I am going to type in all parts again, so please check back over there.


I recently recieved the biggest expansion board for the Duet WiFi -> the Duex5 which is just awesome! It came with the small 100-pin ribbon cable and lots of connectors. It comes fully featured with 5x TMC2660 drivers, output for 5 hotends and much much more. Head over and read all about it.

One thing I really love about, which isn’t something I’ve seen on any other controller out there:

Build in 12v switching when using power other than 12v.
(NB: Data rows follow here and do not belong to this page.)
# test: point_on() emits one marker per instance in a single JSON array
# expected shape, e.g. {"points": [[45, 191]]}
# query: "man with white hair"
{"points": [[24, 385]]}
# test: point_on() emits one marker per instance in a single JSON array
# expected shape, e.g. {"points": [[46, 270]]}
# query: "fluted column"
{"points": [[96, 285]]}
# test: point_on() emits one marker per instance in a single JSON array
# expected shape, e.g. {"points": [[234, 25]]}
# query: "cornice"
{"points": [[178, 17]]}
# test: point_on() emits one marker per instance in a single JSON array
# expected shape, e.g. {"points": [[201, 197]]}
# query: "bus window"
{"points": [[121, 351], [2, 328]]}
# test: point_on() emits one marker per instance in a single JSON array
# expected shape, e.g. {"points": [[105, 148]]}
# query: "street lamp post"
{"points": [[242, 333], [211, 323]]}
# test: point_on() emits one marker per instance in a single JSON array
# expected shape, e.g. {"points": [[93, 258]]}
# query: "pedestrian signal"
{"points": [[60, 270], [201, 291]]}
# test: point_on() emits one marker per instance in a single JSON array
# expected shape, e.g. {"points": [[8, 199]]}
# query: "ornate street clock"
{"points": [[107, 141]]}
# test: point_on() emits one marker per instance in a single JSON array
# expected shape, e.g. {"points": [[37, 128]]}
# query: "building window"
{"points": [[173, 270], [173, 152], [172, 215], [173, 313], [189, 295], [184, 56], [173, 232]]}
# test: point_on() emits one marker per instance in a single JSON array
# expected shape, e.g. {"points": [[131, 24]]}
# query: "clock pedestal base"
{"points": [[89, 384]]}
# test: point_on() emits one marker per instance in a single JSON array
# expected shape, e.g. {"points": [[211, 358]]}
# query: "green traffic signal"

Most people are using 24v powersupplies when building new modern printers, but much of our asseccories like LEDs and FANs requires 12v.

I’ve previously used either a seperate 12v psu or a DC-DC convert to convert 24 to 12v. But that was not enough, I also had to find a mosfet board to do the actual switching, which makes for a lot of wiring and extra parts.. All this is taken care off in this one brilliant addition!

Very nice, and very well thought out!

While modelling the case I looked for and found a model of the Duet WiFi on GrabCad. I used his model and created my own 3D version of the Duex5 on GrabCad. All credit goes to the original maker, as I really just moved stuff around. You’ll notice the textures are missing from my model, but there are photos included.

That’s all for now

That’s all for now. While I can’t expect you to be as excited about the project as I am, I surely hope you find it interesing and maybe even inspiring. You having read all the way down here is a good indicator 🙂

While waiting for my parts to arrive and I can start assembling, I am going to work on getting to know the RepRapFirmware on the Duet WiFi controller.

So far I have made a blog post about getting started and blog post about updating the firmware.

Next couple of posts are going to consist of wiring up the Duet WiFi and configuring the firmware basics. As you might know, there ARE posts relating to these items. A lot of them actually, but I’ll try to keep it way down basic in tune with my previous Instructables for everyone.